Blitz - Stadtmagazin Halle/Leipzig Ausgabe 7/8, 13. Jahrgang, 15.7.2002 VOLLY TANNER


Bonsoir Bon Bon
Michael Meinickes hastende Schreibe ist dort geboren, wo Jack Kerouac sein Beutelchen mit Gras und Absinth liegen ließ. Eine Geschichte vom unterwegs sein, ein absurd-dadaistisches, sprachverliebtes Epos. Bon Bon treibts in die Arme schöner Frauen und an die Theken faszinierender Länder, er stolpert und fällt und steht auf und rennt weiter. Eine Figur ohne Anfang und Ende, ein Taumelnder, ein an den Strand Gespülter. Jenseits heutiger Popkultur ist da einer, der sich nicht verbiegt, der in seiner subjektiven Einsamkeit keine Kompromisse machen muss, warum auch - ist doch da nichts - nur er selber.
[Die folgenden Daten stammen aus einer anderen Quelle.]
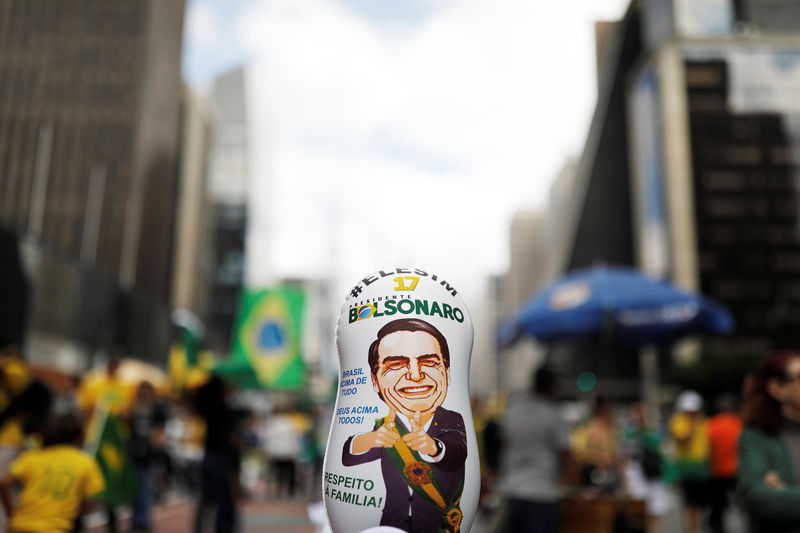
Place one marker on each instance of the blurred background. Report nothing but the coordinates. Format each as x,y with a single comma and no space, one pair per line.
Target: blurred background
197,185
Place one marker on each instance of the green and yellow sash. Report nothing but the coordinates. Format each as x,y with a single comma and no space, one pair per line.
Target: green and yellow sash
419,475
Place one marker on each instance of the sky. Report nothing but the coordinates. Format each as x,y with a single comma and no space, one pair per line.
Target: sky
399,133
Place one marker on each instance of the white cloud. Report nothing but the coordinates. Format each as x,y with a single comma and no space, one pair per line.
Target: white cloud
379,145
202,26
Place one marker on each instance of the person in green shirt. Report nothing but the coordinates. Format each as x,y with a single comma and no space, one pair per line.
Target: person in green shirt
769,447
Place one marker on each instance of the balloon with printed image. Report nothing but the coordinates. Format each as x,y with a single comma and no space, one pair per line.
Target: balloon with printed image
402,451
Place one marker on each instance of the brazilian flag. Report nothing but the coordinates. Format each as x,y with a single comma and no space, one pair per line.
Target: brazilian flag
267,344
107,443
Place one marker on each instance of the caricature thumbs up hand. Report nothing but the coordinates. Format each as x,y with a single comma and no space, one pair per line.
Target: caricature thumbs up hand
383,437
417,439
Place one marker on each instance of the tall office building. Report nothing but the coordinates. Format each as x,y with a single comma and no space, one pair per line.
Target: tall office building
228,188
689,171
526,273
89,131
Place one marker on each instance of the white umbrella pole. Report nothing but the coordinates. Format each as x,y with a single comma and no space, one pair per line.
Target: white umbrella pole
648,368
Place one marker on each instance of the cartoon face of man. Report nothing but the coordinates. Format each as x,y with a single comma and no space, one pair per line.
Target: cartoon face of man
411,370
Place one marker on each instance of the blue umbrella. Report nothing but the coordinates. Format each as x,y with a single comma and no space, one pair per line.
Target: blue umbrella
620,305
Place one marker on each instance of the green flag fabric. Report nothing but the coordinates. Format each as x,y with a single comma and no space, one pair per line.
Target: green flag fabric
107,443
267,344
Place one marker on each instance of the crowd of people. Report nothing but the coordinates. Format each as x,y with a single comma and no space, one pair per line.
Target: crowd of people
110,443
739,450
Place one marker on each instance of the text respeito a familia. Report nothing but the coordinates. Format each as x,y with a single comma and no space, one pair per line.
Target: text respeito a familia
335,486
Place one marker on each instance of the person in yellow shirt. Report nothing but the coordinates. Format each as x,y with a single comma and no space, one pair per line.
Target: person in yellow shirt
689,432
106,391
56,482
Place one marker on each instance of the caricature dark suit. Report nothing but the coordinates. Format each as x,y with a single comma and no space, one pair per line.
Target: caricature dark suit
448,428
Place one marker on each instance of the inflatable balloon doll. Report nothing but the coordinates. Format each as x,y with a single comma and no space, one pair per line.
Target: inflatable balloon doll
402,451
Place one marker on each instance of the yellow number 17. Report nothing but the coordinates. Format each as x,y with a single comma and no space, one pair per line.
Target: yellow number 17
401,283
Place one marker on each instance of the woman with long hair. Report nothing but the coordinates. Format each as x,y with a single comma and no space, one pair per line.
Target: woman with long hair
769,448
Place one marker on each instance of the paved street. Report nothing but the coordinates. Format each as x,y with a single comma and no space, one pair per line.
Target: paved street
258,517
275,516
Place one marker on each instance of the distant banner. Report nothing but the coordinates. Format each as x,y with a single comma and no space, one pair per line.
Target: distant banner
267,345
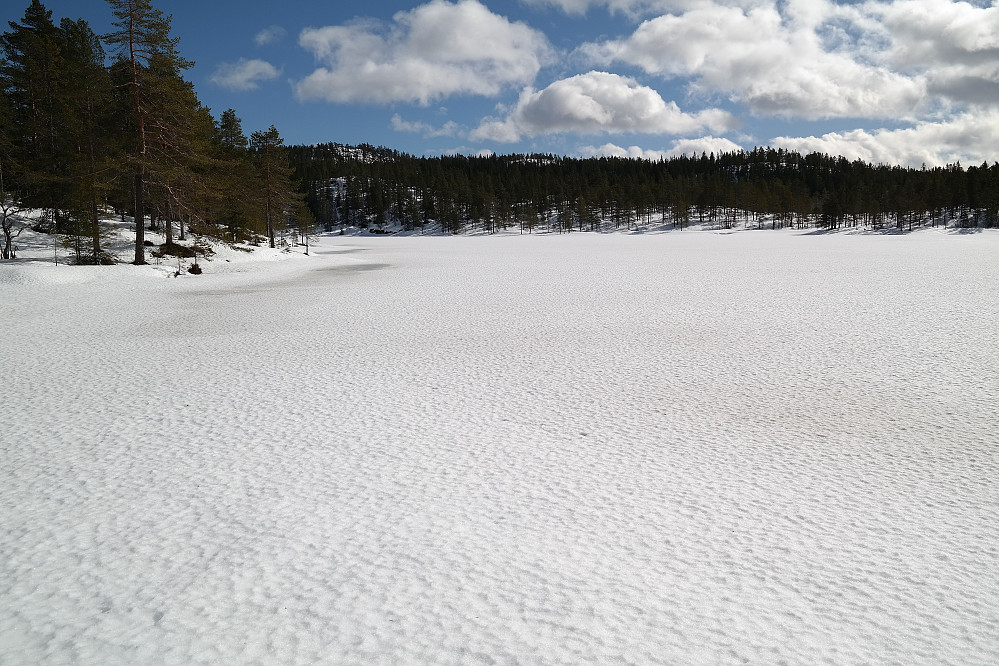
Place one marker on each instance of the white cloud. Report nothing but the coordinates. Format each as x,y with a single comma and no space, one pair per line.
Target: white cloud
633,7
450,128
972,138
270,34
433,51
953,45
774,60
707,144
244,74
594,103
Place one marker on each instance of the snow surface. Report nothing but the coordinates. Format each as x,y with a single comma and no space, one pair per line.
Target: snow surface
762,447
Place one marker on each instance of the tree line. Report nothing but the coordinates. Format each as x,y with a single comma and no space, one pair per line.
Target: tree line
370,186
91,123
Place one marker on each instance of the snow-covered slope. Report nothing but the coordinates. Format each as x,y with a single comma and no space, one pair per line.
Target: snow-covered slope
761,447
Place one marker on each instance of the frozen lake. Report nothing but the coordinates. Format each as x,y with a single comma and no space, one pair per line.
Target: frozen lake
759,447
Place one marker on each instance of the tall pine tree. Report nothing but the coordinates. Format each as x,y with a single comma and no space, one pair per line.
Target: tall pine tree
142,35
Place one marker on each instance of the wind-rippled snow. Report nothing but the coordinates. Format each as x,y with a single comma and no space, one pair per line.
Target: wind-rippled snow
676,448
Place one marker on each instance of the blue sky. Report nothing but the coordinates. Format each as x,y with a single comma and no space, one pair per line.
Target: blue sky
894,81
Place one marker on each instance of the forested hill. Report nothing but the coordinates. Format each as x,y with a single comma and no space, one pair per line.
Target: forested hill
372,186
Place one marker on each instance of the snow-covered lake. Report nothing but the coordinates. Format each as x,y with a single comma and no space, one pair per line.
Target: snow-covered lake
760,447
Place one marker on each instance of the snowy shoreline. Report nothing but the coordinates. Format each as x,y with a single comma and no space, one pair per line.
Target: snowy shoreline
674,448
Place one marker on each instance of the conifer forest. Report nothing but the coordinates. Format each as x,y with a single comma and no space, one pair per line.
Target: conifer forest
93,125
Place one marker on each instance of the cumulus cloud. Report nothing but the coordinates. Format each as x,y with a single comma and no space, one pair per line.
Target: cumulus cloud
633,7
450,128
594,103
433,51
775,60
270,34
953,45
244,74
969,137
707,144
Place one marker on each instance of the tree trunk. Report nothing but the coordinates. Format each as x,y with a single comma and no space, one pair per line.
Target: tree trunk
140,237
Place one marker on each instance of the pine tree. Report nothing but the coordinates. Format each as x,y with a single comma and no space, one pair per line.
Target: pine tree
86,95
31,76
236,176
278,197
143,34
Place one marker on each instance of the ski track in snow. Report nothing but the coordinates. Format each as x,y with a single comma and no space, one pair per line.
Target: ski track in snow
679,448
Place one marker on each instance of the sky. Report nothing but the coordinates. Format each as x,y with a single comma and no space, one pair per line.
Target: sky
907,82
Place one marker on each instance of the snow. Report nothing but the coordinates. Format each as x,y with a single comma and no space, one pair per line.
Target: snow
763,447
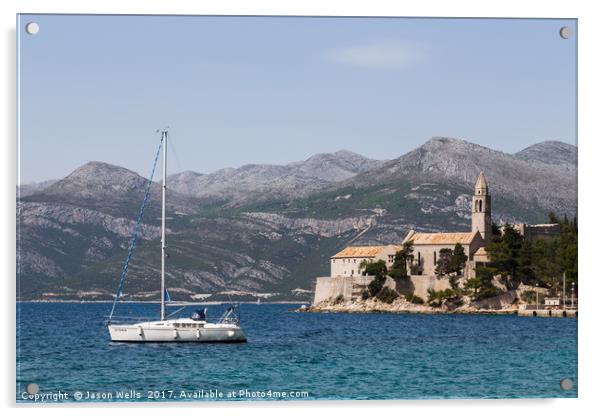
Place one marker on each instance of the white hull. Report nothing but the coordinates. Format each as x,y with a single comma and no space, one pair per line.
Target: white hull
180,330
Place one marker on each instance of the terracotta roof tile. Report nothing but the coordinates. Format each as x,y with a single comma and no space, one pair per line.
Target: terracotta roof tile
439,238
361,251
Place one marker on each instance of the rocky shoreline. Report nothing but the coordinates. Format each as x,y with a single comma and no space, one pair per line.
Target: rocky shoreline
400,305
Ein Bon Bon beschnarcht sich trunken eine Welt, in die er gefallen ist, ohne dass er ein Mitspracherecht zu seinem Aufenthaltsort gehabt hätte. Dieses Buch ist die logische Fortsetzung des Erfolgsromans Ostkreuz, in dem Meinicke den Beat des Ostens beschwor. Nun ist dieser nicht mehr auf den Karten und die Protagonisten verstreut unter den Tischen der Welt. Dem heutig Existierenden steht ein ganzer Planet offen, nur ein Leben ist zu kurz, um alles zu erfahren. Besonders, wenn's mit einem explodierenden Schiff im Mittelmeer beginnt.